The wife of Noah Webster, he of dictionary fame, once came home to find her husband in bed with the maid. “Noah,” said Mrs. Webster, “I am surprised!”
“No, my dear,” Noah responded. “I am surprised. You are astonished.”
Astonished certainly described my state of mind Nov. 9 when I woke to find the results of the presidential election. I have voted in every presidential election since 1968, and while I have always considered the choices on their merits, I have always ended up choosing the Democrat. Never was that choice so clear as in 2016, and all the pre-election polls seemed to say that my fellow Americans in large majority agreed with me. Part of my astonishment was that the polls were so wrong.
At least in our shared astonishment, a supermajority of Americans agreed with me: The Gallup poll found that 69 percent were surprised [sic] at the outcome of the presidential election. Or to be precise — and to start a discussion of what the mathematics of polling really says — in a random sample of 1,000 interviewees (the thousand is a round number typical of a Gallup sample size), there were 690 who said they were surprised. The mathematics of polling uses this data to find lower and upper limits – with a 95 percent probability of being correct – for the proportion of surprised individuals in the population.
The 2016 presidential polls versus reality
The four major broadcast television networks (ABC, CBS, NBC and Fox) in conjunction with national newspapers (Washington Post, New York Times and Wall Street Journal) all released poll results based on data collected just before the election. I want to use that data to calculate the proportion of voters that intended to vote Clinton. The population I want to consider will be just those eligible voters who intended to vote for either Clinton or Trump. So in the samples I only consider those respondents who had one of those preferences. Also, assuming, as is necessary, that the four polls all met the requirement for random samples, we can combine all four to get one large random sample.
We end up with a random sample of size 5,750, of which 2,995 intended to vote Clinton and the remaining 2,755 intended to vote Trump. The proportion of interest is that of the Clinton voters.

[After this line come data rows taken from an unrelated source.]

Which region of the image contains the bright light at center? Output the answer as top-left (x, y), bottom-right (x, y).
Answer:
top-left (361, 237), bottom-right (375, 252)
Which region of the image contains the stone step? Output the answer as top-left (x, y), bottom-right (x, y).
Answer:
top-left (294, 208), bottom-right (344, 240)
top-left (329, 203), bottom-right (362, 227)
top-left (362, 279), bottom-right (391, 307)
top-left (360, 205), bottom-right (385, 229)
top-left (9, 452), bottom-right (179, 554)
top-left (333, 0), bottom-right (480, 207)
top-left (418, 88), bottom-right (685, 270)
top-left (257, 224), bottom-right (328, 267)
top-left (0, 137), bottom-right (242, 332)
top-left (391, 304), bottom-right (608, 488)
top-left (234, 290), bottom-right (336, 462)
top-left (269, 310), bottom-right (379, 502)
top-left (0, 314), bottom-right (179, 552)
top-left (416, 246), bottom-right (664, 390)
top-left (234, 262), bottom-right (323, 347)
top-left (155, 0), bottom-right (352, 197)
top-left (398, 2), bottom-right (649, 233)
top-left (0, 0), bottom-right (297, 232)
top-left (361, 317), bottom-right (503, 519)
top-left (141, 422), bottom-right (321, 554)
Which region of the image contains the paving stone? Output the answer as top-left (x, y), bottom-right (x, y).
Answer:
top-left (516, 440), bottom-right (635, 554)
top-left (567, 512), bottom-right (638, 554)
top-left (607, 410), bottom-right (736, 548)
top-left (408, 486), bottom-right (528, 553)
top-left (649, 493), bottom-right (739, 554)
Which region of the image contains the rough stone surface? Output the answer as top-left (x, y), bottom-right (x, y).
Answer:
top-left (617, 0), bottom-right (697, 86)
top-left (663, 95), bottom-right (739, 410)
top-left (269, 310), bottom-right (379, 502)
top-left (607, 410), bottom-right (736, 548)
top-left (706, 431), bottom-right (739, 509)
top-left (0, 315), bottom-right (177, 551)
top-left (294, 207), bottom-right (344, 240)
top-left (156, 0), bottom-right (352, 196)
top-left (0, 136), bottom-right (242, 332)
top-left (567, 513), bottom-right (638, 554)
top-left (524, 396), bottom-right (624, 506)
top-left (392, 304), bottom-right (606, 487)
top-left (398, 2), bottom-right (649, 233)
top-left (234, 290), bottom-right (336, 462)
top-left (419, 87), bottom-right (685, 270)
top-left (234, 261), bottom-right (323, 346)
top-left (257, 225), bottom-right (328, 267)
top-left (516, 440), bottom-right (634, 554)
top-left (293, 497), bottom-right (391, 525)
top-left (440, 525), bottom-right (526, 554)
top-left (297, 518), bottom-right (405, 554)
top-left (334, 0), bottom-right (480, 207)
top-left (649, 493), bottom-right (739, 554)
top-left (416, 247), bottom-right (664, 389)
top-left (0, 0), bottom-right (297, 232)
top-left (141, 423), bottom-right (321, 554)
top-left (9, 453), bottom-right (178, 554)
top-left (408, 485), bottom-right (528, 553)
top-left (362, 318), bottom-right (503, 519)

In this sample, the sample proportion is 52.09 percent. For a sample of size 5,750, and using the 95 percent criterion, the margin of error is 1.29 percent. Thus we conclude that there was a 95 percent probability that, of the population of eligible voters intending to vote for Clinton or Trump, the proportion who intended to vote for Clinton fell somewhere between 52.09 percent plus or minus 1.29 percent (53.38 percent and 50.8 percent, respectively). Note that even for the lowest limit, it’s still the case that Clinton was forecast to get slightly more than half the votes.
In reality (and as of the time of this article’s editing), there were 127,253,037 votes cast for Clinton or Trump. Of these, 64,777,890 (or 50.9 percent) were for Clinton, just barely above the lower end of the predicted range. In other words, this is one in the 95 percent of times that polling correctly predicted the actual result.
If we run the same numbers where the proportion of interest is Trump voters, then the sample proportion is 47.91 percent, with the same margin of error of 1.29 percent. Thus, the upper-limit estimate for the population proportion (percentage of Trump voters) is 47.91 percent plus 1.29 percent (49.2 percent), which was still less than half the votes.
Numbers in polling headlines exist within a range
News media, including those who commissioned the polls just analyzed, like to report the sample proportion as their headline number. There is nothing wrong with that, as long as their readers and viewers keep in mind that what is really being produced is an estimating range — and one that is only assumed reliable 95 percent of the time at that.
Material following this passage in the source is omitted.